Certo il 2012 nasce sotto il segno della “crisi”, della difficoltà di un modello economico di sostenersi. Ma si tratta di un modello umano e, come tutte le cose umane, se ha avuto un principio avrà anche una fine.
Stormiscono fronde e s’addensano nubi, anche nel collettivo senso di impotenza noi continuiamo imperterriti il nostro viaggio tra vini che cantano e fanno cantare, in territori che sono esistiti prima della crisi e dopo la crisi continueranno ad esistere. Non per disinteresse ma solo per maturata capacità di dare giusto peso alle vicende di umane genti dalle capacità inversamente proporzionali alla superbia.
Da Brindisi a Copertino, di nuovo. Ricorre questa città come altre nel mondo enologico, vere e proprie enclavi di sapienza agricola e di trasformazione.
Andiamo a casa del n. 1 indiscusso nella tecnica della produzione del vino, il Severino Garofano di origini campane che, innamoratosi del negroamaro, ha promosso una rivoluzione della quale godiamo, e speriamo di godere a lungo, i riverberi.
Severino ha prodotto, insieme alla sua signora, anche Stefano e Renata che hanno ereditato l’amore per la terra e per il vino, affinato conoscenze e capacità. Dal Negroamaro delle terre di Copertino, dalla sapienza di Severino e la pazienza della sua famiglia nasce Le Braci. Ottenuto da vendemmie tardive e bacche quasi vizze, con rimontaggi frequenti durante la lunga macerazione. Fermentazione a temperatura controllata e invecchiamento in carati piccoli contribuiscono a riempire una bottiglia che oso definire straordinaria, anzi: meravigliosa. Stappata dopo qualche anno, diciamo che cinque anni è l’età giusta, si gode di un colore rosso granato dai mille riflessi, e le stesse sensazioni le percepisce il naso, una complessità di profumi difficilissima da leggere ma di una eleganza e armonia che lascia stupefatti. Al palato si conferma ampio e pervasivo e di una freschezza insospettabile. Che dire dal punto di vista uditivo? Avete mai ascoltato gli stilemi sonori della voce di Giuliano Sangiorgi, la sua capacità di “suonare” tutte le note con le corde vocali? Eccolo allora il Negroamaro racchiuso ne Le Braci con i Negramaro spalancati da Giuliano. Ascoltate la sua versione di quella stupenda ode alla vita che si chiama Meraviglioso, scritta dall’ineguagliabile Mimmo Modugno.
C’è la crisi, ci sono i dolori e le difficoltà, il futuro sembra oscuro e il cenone più magro.

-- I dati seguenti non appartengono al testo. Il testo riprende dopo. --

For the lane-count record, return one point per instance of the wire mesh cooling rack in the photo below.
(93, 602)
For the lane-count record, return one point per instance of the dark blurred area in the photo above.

Ma davvero non abbiamo nulla?
Ti sembra niente il sole!
La vita
l’amore
A San Silvestro portate a tavola Le Braci, stappato un’ora prima di consumarlo, abbinato con uno dei piatti della tradizione salentina più pura e versato in calici ampi.
Guardatevi intorno mentre ne aspirate il profumo e ne gustate il sapore e ascoltate la voce di Giuliano che arpeggia:
Meraviglioso
ma come non ti accorgi
di quanto il mondo sia/ meraviglioso
a questo punto è facile dire: Buon 2012 a tutti.

Graticciaia. Vino stranoto, figlio di vigna vecchia delle campagne di Brindisi

di Pino De Luca

“La discriminante è il tempo”. Così ha cominciato le sue conclusioni Antonello Maietta (Presidente Nazionale dell’AIS) dopo una verticale di otto annate di Graticciaia.

Vino stranoto, figlio di vigna vecchia delle campagne di Brindisi (c.da Flaminio) e San Pancrazio Salentino (c.da Jole), nato dalla mano di Severino Garofano in cantina e di Donato Lazzari in campagna per l’Azienda Agricola Vallone, è stato oggetto di una lezione di Storia nell’ambito del Congresso Nazionale dei Sommelier. Ambiente splendido come sa esserlo la Torre del Parco di Lecce, suggestivo angolo di storia in mezzo al traffico della città.

Otto annate, dal 1990 al 2006, illustrate sapientemente e degustate in religioso silenzio da una platea di esperti italiani e stranieri con l’impeccabile servizio della delegazione AIS pugliese. Un racconto di fatica e di speranza, di successi e di sconfitte.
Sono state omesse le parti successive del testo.